Dans sa livraison de dimanche 22 mars, le quotidien « Echourouk » revient sur certains détails qu’il qualifie se « terribles ». En effet, les terroristes avaient panifié de tuer tous les touristes et d’assassiner tous les députés avant de prendre la fuite par une porte dérobée où deux vespas les attendaient. Ils avaient, également, palanifié de tuer les blessés à l’hôpital même.

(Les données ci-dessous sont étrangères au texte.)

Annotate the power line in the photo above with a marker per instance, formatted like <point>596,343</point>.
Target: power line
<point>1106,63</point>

Le journal révèle que « 24 heures avant le drame, le chef du district de la police de Bardo avait envoyé un télégramme urgent à la direction générale de la sécurité publique pour l’informer de l’imminence d’une attaque terroriste contre le parlement, le 18 mars. Il a demandé l’envoi de trois voitures des brigades d’intervention au niveau de l’Avenue Habib Thameur et plus précisément Rue Marrakch, d’une voiture au niveau de l’intersection de l’Avenue du Maghreb arabe, de deux à quatre voitures pour garder l’entrée principale du musée et une brigade de recherche ».
Toujours selon le même journal, la direction générale de la sécurité a répondu par la négative « en raison de l’absence d’équipements ».
Toutefois, la direction des brigades intervention a envoyé une voiture de police alors que la sous-direction de la police des secours a envoyé une brigade pour ratisser les pourtours du siège de l’ARP.
Des informations d’une grande gravité, en attendant les résultats de l’enquête diligentée par les services du ministère de l’Intérieur.